If you want to set a thread's apartment model via Thread.CurrentThread.ApartmentState, you need to act quickly

Raymond Chen

Welcome to CLR Week 2014. Don’t worry, it’ll be over in a few days.

A customer wanted to know why their Folder­Browser­Dialog was displaying the infamous Current thread must be set to single thread apartment (STA) mode before OLE calls can be made error.

private void btnBrowseFolder_Click(object sender, System.EventArgs e)
{
  Thread.CurrentThread.ApartmentState = ApartmentState.STA;
  FolderBrowserDialog fbd = new FolderBrowserDialog {
    RootFolder = System.Environment.SpecialFolder.MyComputer,
    ShowNewFolderButton = true,
    Description = "Select the awesome folder..."
  };
  DialogResult dr = fbd.ShowDialog();
  ...
}

“Even though we set the Apartment­State to STA, the apartment state is still MTA. Curiously, if we put the above code in a standalone test program, it works fine.”

The problem is that the customer is changing the apartment state too late.

On the first call to unmanaged code, the runtime calls Co­Initialize­Ex to initialize the COM apartment as either an MTA or an STA apartment. You can control the type of apartment created by setting the System.Threading.ApartmentState property on the thread to MTA, STA, or Unknown.

Notice that the value you specify in Current­Thread.Apartment­State is consulted at the point the runtime initializes the COM apartment (which occurs on the first call to unmanaged code).
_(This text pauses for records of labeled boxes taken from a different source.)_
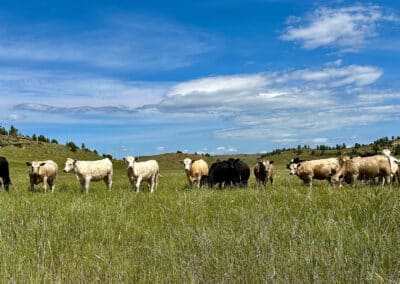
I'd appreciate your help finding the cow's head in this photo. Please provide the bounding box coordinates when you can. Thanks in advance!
[262,160,274,174]
[181,158,194,172]
[64,158,76,173]
[123,156,139,169]
[288,163,300,176]
[26,161,46,175]
[331,172,343,187]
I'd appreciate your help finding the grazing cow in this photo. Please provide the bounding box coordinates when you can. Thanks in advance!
[181,158,208,187]
[26,160,58,192]
[287,156,348,186]
[64,158,113,193]
[332,155,391,186]
[382,149,400,182]
[206,159,250,188]
[228,158,250,187]
[206,161,234,189]
[123,156,160,192]
[0,157,11,191]
[254,160,274,186]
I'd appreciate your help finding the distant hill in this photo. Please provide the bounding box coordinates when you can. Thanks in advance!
[0,134,400,170]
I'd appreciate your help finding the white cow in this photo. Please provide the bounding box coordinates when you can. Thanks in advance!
[26,160,58,192]
[64,158,113,193]
[123,156,160,192]
[382,149,400,182]
[181,158,208,188]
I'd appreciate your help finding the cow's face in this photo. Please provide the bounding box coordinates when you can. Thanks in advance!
[331,173,343,186]
[123,156,137,169]
[289,163,300,176]
[182,158,193,172]
[64,158,76,173]
[26,161,46,175]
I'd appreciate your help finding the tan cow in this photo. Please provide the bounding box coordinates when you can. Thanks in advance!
[181,158,208,188]
[382,149,400,182]
[287,157,348,186]
[254,160,274,185]
[332,155,391,186]
[26,160,58,192]
[123,156,160,193]
[64,158,113,193]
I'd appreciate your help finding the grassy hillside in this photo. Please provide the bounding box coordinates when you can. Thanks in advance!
[0,136,400,283]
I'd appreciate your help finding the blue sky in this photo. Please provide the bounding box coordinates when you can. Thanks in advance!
[0,0,400,157]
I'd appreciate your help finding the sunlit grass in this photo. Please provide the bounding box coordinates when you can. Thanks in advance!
[0,144,400,283]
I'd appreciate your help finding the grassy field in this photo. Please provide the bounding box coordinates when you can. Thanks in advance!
[0,145,400,283]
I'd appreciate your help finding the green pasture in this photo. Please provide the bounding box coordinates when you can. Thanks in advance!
[0,145,400,283]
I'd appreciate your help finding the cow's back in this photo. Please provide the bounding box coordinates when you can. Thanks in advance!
[39,160,58,177]
[75,158,113,180]
[190,159,208,176]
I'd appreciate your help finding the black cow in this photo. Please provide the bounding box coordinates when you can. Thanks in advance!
[0,157,11,191]
[228,158,250,187]
[206,159,250,188]
[205,161,234,188]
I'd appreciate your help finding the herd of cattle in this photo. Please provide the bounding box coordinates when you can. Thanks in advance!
[0,150,400,193]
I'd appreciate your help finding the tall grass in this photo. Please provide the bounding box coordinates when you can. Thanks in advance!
[0,144,400,283]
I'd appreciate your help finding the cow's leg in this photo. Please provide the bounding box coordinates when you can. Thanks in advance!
[154,173,158,189]
[382,174,391,186]
[30,178,35,191]
[84,177,91,193]
[107,174,112,190]
[103,175,112,190]
[150,175,157,193]
[43,176,48,193]
[136,176,142,192]
[48,179,56,192]
[196,175,201,188]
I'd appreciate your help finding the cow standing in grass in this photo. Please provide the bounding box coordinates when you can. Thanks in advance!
[382,149,400,182]
[0,157,11,191]
[332,155,392,186]
[287,156,349,186]
[254,160,274,186]
[26,160,58,192]
[181,158,208,187]
[123,156,160,193]
[64,158,113,193]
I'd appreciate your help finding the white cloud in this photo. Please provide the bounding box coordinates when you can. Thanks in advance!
[0,15,216,71]
[158,65,383,113]
[4,62,400,146]
[311,137,328,143]
[281,5,397,51]
[7,113,26,121]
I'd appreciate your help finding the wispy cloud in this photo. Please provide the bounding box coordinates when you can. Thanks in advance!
[281,4,398,51]
[0,64,400,145]
[0,15,217,71]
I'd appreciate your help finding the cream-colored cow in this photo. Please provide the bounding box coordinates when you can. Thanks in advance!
[26,160,58,192]
[64,158,113,193]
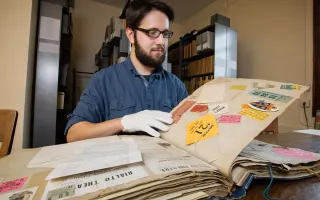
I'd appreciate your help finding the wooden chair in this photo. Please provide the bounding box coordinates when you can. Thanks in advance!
[261,118,279,134]
[0,109,18,158]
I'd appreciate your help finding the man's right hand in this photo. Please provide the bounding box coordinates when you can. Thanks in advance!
[121,110,173,137]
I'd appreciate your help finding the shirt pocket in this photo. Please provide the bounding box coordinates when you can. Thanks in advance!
[160,99,174,112]
[110,98,136,119]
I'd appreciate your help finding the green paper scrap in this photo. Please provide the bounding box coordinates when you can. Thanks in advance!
[249,90,293,103]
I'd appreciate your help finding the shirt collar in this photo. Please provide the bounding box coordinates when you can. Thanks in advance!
[125,56,163,76]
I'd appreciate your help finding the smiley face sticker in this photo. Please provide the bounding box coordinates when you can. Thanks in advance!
[248,100,280,112]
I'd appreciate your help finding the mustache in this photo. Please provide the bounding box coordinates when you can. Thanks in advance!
[151,46,165,51]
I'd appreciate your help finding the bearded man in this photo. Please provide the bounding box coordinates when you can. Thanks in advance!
[65,0,188,142]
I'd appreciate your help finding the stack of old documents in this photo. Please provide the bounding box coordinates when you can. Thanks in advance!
[29,78,320,199]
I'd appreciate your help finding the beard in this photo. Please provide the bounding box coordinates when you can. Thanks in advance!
[134,35,166,68]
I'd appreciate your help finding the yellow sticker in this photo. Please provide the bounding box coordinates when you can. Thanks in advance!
[239,108,270,121]
[230,85,247,90]
[186,114,219,145]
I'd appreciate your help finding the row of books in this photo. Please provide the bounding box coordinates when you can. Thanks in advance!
[168,48,179,63]
[183,56,214,77]
[183,75,214,94]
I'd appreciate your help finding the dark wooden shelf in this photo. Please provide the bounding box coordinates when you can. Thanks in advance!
[182,49,214,62]
[181,24,215,43]
[183,72,214,80]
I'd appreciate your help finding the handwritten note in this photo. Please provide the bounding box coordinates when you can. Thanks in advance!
[209,103,229,114]
[239,108,270,121]
[219,115,241,124]
[249,90,293,103]
[280,85,302,90]
[0,177,28,194]
[186,114,218,145]
[190,105,209,112]
[230,85,247,90]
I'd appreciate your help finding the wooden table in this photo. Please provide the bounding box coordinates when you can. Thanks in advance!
[243,133,320,200]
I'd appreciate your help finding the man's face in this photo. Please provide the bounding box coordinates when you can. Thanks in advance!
[134,11,169,68]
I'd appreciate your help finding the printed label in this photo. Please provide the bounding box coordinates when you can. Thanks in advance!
[172,101,196,124]
[280,85,302,90]
[186,114,218,145]
[0,177,28,194]
[190,105,209,112]
[47,185,76,200]
[230,85,247,90]
[210,103,229,114]
[219,115,241,124]
[249,90,293,103]
[239,108,270,121]
[145,156,215,174]
[272,148,316,159]
[249,101,280,112]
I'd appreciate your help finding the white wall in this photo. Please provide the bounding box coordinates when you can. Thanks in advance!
[181,0,314,129]
[0,0,37,151]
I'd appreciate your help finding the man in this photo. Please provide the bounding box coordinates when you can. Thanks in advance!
[65,0,188,142]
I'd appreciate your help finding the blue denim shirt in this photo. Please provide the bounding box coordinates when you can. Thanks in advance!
[65,58,188,134]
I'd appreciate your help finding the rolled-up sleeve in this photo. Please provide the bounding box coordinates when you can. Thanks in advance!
[64,74,105,135]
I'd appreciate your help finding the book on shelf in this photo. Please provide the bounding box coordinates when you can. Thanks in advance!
[185,56,214,77]
[31,78,320,200]
[183,40,197,59]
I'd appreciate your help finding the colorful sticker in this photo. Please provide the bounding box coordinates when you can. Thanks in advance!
[249,90,293,103]
[186,114,218,145]
[280,85,302,90]
[190,104,209,112]
[248,101,279,112]
[272,147,316,159]
[219,115,241,124]
[230,85,247,90]
[239,108,270,121]
[172,101,196,124]
[209,103,229,114]
[252,82,275,89]
[241,104,250,108]
[0,177,28,194]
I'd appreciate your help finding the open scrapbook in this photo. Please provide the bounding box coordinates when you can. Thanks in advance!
[29,78,320,200]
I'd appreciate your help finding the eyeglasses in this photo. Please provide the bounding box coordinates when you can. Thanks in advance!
[135,28,173,38]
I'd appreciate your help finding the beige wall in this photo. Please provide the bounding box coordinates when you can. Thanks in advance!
[169,22,182,45]
[0,0,37,151]
[181,0,313,128]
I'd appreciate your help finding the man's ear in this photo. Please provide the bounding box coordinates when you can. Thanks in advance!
[126,28,134,44]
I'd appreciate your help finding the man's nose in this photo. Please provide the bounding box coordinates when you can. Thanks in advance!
[156,33,165,45]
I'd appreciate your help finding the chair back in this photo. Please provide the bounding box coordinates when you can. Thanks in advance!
[0,109,18,158]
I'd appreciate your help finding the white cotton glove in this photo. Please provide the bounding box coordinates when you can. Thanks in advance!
[121,110,173,137]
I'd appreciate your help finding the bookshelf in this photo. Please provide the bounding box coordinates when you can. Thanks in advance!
[168,22,237,94]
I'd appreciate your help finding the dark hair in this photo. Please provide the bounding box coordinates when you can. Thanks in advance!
[126,0,174,29]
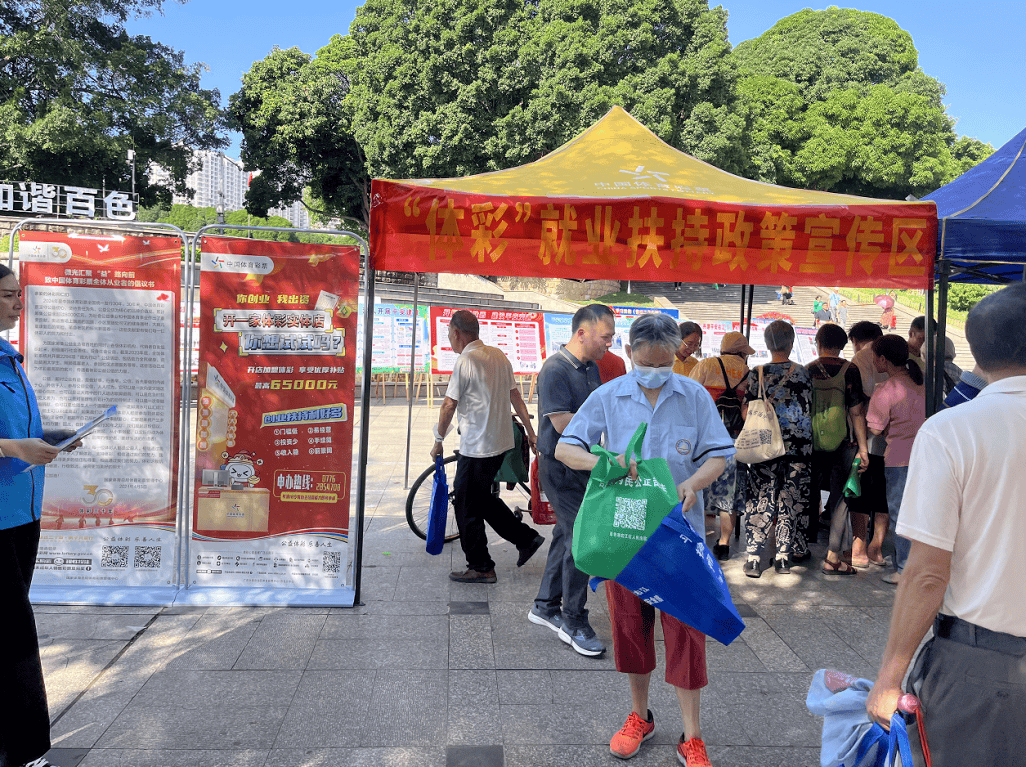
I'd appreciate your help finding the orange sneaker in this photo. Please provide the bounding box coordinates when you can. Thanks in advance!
[609,710,656,759]
[677,735,712,767]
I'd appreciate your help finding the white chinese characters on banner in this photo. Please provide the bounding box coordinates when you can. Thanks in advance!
[0,181,135,221]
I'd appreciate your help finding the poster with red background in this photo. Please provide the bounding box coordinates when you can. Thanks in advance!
[18,232,182,588]
[189,237,359,589]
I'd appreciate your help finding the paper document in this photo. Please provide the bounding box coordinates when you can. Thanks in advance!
[54,405,118,450]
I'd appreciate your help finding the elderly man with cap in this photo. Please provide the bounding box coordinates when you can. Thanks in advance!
[690,332,755,561]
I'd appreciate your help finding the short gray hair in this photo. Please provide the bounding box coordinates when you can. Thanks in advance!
[630,312,680,352]
[762,320,794,352]
[449,309,481,338]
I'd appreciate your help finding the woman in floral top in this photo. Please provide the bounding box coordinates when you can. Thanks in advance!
[744,320,813,578]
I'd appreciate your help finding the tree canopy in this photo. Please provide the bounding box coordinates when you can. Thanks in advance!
[732,7,993,199]
[230,0,744,227]
[0,0,228,203]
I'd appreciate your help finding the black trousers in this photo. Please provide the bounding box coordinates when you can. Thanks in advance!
[0,522,50,767]
[452,453,538,572]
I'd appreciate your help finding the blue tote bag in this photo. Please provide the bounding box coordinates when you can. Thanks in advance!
[428,455,448,554]
[592,503,745,645]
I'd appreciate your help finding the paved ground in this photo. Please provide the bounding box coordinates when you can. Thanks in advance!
[37,405,894,767]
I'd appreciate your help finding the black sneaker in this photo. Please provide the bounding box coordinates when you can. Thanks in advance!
[516,535,545,567]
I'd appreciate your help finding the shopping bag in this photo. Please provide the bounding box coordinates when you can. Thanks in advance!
[428,455,448,554]
[734,367,784,463]
[599,503,745,645]
[570,423,678,578]
[805,669,912,767]
[530,458,556,525]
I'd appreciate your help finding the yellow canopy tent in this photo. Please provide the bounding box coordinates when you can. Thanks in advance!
[370,107,937,288]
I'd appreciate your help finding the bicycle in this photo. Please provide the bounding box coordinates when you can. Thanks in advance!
[406,417,530,543]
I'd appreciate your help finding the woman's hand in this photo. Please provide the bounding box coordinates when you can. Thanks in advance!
[4,437,61,466]
[617,453,638,480]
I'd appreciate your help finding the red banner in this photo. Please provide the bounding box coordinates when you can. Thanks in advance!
[19,232,182,587]
[370,180,937,289]
[431,307,545,375]
[190,237,359,588]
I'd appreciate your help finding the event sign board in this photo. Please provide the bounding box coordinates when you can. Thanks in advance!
[189,237,359,590]
[356,296,431,373]
[431,307,545,375]
[19,231,182,588]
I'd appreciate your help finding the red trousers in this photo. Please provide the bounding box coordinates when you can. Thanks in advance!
[605,580,709,690]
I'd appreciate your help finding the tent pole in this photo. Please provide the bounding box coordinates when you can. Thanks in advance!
[402,272,421,490]
[745,285,755,340]
[933,259,950,412]
[350,259,374,605]
[923,285,937,418]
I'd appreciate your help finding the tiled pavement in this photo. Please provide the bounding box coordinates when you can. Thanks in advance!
[36,405,894,767]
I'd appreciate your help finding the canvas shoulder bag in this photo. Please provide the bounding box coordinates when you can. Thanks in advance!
[734,365,793,463]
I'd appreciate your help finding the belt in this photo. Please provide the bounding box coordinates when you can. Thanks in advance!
[934,615,1026,657]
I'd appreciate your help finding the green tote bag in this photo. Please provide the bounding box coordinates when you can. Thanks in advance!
[570,423,678,579]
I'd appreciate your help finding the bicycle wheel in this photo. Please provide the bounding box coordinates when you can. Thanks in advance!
[406,455,460,542]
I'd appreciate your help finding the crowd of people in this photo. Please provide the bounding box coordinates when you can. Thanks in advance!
[432,286,1021,767]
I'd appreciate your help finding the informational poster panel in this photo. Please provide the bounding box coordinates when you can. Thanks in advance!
[431,307,545,375]
[356,296,431,373]
[609,307,680,370]
[19,232,182,602]
[189,237,359,603]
If you change it after the COM apartment has been initialized, you’re revising the blueprints of a house after it has been built.

The standard way to avoid this problem is to attach the [STAThread] attribute to your Main function, or if you need to set the apartment model of a thread you created yourself, call the Thread.Set­Apartment­State method before the thread starts.